# Stevens 410 bolt retaining screw



## LEON MANLEY (Apr 20, 2010)

I have a Stevens (savage arms co.) mod 59A bolt action 410. The bolt retaining screw has worn and will allow the bolt to come completely out when extracting the shells. Any body know where one of these can be obtained? 
Thanks


----------



## GAR (Apr 20, 2010)

*Parts*

Try here:

http://www.gunpartscorp.com/catalog/Products.aspx?catid=5568


----------



## LEON MANLEY (Apr 22, 2010)

GAR said:


> Try here:
> 
> http://www.gunpartscorp.com/catalog/Products.aspx?catid=5568



Thanks for the info.
The part that I need shows that they are sold out.


----------



## Fishin & Hunting (Apr 23, 2010)

Is the bolt retaining screw you are talking about on the bolt or other part of the gun?


----------



## LEON MANLEY (Apr 23, 2010)

It's #23 on the exploded diagram on the gunspartscorp.com
It's called a bolt stop screw.
It screws in from the out side of the bolt housing into a slot in the bolt so as to prevent the bolt from coming out of the gun upon extraction of a shell.


----------



## Washington95 (Apr 23, 2010)

Might have to have gunsmith/machinist make one if you have the old one if cost is reasonable to you, or check/call Numrich arms to see if they might have a screw that you can shorten, etc, to fit.  Need size, threads/in, etc


----------



## Fishin & Hunting (Apr 23, 2010)

Well the two I have are a model 37 and 58.  But if you can find the same screw off one of them, you can have it.  I don't have the bolts for these guns.


----------



## LEON MANLEY (Apr 24, 2010)

Fishin & Hunting said:


> Well the two I have are a model 37 and 58.  But if you can find the same screw off one of them, you can have it.  I don't have the bolts for these guns.




Thanks;
This is actually for a friend of mine.

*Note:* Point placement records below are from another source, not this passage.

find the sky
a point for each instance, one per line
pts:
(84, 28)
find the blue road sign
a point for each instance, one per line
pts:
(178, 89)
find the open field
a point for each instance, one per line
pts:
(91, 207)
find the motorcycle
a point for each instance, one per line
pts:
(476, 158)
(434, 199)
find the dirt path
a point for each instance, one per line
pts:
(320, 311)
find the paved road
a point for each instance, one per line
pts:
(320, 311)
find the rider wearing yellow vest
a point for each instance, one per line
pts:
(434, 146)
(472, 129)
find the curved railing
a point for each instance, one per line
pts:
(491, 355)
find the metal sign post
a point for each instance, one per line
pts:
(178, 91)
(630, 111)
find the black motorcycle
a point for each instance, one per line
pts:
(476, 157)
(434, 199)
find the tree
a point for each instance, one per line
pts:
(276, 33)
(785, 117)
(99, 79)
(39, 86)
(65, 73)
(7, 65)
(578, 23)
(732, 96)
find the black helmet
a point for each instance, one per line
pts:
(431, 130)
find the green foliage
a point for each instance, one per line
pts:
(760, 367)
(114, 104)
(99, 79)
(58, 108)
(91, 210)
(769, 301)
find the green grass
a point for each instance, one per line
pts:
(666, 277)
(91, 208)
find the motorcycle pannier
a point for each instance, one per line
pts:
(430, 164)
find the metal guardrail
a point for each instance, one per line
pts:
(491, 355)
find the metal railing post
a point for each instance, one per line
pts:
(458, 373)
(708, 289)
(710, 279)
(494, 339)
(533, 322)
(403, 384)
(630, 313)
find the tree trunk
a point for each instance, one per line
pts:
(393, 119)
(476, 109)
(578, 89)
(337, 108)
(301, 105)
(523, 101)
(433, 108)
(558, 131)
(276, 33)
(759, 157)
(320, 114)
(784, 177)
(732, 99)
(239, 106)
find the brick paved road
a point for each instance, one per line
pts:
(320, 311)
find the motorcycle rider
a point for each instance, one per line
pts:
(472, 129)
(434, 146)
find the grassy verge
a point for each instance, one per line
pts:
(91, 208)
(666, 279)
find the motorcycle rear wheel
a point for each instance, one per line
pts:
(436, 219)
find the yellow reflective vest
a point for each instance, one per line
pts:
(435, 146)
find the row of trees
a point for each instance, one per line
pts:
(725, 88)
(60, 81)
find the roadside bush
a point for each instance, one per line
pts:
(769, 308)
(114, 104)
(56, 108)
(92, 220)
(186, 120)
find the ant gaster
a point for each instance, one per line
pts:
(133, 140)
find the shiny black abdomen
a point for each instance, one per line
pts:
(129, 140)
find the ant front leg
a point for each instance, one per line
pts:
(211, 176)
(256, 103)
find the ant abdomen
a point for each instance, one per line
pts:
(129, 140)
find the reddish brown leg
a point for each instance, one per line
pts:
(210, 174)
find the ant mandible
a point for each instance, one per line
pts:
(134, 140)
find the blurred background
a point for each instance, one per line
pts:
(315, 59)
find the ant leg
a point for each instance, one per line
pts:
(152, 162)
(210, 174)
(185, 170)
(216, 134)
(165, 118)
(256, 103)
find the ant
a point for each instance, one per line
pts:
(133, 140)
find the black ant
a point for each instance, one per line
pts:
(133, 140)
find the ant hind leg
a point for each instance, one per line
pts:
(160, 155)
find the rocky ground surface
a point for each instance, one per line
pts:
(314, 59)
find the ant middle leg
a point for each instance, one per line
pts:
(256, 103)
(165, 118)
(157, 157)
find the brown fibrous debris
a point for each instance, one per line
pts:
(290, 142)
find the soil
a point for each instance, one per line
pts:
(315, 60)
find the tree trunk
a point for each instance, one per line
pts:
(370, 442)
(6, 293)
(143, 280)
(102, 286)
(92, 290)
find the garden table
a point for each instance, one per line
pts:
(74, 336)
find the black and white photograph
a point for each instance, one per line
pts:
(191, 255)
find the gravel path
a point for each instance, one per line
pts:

I'll take some pics of the gun and the screw removed and do a comparison.


----------



## LEON MANLEY (Apr 25, 2010)

pics posted


----------



## Fishin & Hunting (Apr 26, 2010)

The model 37 doesn't have that screw.  The 58 has a screw with a clip on it.  As of now I can't get the screw to budge.  Have some liquid wrench on it now and will try it in a day or two.


----------



## LEON MANLEY (Apr 27, 2010)

Thanks I have not had any luck anywhere.


----------



## Fishin & Hunting (Apr 28, 2010)

*Here is what I have*

Here it what I have, it looks like it will not work, but here it is.


----------



## LEON MANLEY (Apr 28, 2010)

I agree looks to be a courser thread and the head is different.
I guess I will have to make one.
That's gonna be fun.
Thanks for the effort.


----------